「彼を知り己を知れば百戦殆あやうからず」、有名な孫子の兵法の一つである。現代において経営者はコンペティターの動向を把握し、営業マンは営業先の現状把握が必須。時代は変われど、「相手を知る」という本質は変わらない。一昨年から引き続き『週刊HOTERES』は、人脈マッチングスペシャリスト、TOP CONNECT ㈱代表取締役 内田雅章氏をファシリテーターに、強い組織や成長著しい地域や企業の秘訣を探るべく、魅力あふれるリーダーとの対談を実現。
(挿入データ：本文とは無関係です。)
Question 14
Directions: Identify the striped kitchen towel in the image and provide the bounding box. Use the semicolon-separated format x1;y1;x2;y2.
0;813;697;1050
第27 回は、日本の美意識や日本の技を世界に広げることを投資でサポートする、クールジャパン機構のリーダーである太田伸之代表取締役社長に登場いただいた。
クールジャパンビジネスを
中長期的に支えることが役目
内田 まず、クールジャパン機構とその活動内容について教えてください。
太田 日本政府のクールジャパン(日本の魅力)施策は小泉政権時代にコンテンツ戦略会議が発足したことに始まります。日本の産業構造がそれまでの工業中心から転換期を迎えているという認識に立ち、外貨を稼げる新たな産業を早急に創りだす必要性があるとの見地からテレビゲーム、漫画・アニメ、シェフ、テレビ局関係者などが集められてさまざまな議論が始まりました。その後、民主党政権時代になるとクールジャパン室が設立され、本格的な展開が望まれるようになりました。
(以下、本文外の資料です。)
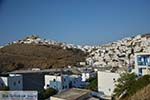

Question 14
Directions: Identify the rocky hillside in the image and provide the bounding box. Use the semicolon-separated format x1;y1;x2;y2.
0;35;87;73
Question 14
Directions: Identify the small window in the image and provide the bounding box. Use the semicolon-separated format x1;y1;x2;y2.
18;80;21;84
13;82;16;86
1;83;4;86
53;79;56;82
47;84;49;87
65;86;67;88
113;78;115;81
しかし、クールジャパンのコンテンツを扱う企業の多くは、海外拠点や連携先がなく、金融機関からの資金調達の難しさなどから継続的なビジネス展開が少ないのが現状でした。そこで民間投資の「呼び水」として、リスクマネーを供給する官民ファンド、クールジャパン機構が2013年11 月に設立されたのです。
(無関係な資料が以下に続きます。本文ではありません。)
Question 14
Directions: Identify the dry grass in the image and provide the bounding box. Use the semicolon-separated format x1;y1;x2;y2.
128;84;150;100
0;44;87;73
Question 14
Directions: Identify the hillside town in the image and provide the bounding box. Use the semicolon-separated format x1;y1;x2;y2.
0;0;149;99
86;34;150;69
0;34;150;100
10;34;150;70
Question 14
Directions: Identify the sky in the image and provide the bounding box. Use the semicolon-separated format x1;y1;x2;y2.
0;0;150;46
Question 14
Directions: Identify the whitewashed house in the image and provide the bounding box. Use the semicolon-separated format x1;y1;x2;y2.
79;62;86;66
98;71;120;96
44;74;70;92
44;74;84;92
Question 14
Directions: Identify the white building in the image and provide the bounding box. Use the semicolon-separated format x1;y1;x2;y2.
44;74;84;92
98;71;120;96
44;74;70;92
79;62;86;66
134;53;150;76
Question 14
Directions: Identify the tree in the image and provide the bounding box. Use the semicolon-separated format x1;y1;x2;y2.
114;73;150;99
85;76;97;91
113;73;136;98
内田 海外進出を考えている企業につなぎ資金を提供するということですか。
太田 当社は経済産業省が推進するクールジャパンの活動を投資でお手伝いするためにつくられた会社です。融資でなく投資なのです。ファンドですから投資した資金はしっかり返してもらいます。ただし民間のファンドのようにハイリターンを求めているわけではありません。短期間ではなく中長期的に支えることが役目であり、じっくり事業を支えていくという考えを持っています。
内田 具体的にどのようなものが投資対象となるのでしょうか。
太田 どこまでがクールジャパンなのかは誰も決められないと思います。とても難しい領域です。一例を挙げると、飲食企業では力の源ホールディングスが「一風堂」をフランス・パリに出店する際に投資を検討しました。「一風堂」はラーメンダイニングを世界に広めようとしているので、これをクールジャパンと捉えて応援しようということになったわけです。パリへの出店は億円単位の営業権を取得しなければなりません。そこで当社は、英・豪などへの展開も含め、7 億円の投資と最大13 億円の融資枠を設定したのです。
内田 ラーメン業界にはほかにもたくさんの企業がありますが、なぜ力の源ホールディングスだったのですか。
太田 それは、ビジネスモデルを携えて来社されたからです。当社が営業に行って獲得したわけではありません。当社は設立から約3 年半経ちますが、これまで二千数百件の問い合わせがあり、そのうち承認されたのは二十数件です。比率はとても低いように見えますが、それには理由があります。補助金だと思って相談に来る方も多く、また、そのビジネスモデルでどのように儲けるのですか?というケースも少なくありません。単に海外出店したいから投資をしてほしいだけでは承認は難しいと言えるでしょう。
内田 単に和食、着物、和紙などの素材を持ち込むのではなく、売り方まで提示したビジネスアイデアを構築することが不可欠ということですね。サロン・デュ・サケがパリに進出しましたが、そうしたメンタリティーを持っている企業はまだ少ないのでしょうか。
太田 日本酒はキラーコンテンツだと思います。このまま日本だけをみていると市場規模は縮小していくので、各地の藏元さんにどんどん手を挙げてほしいと考えています。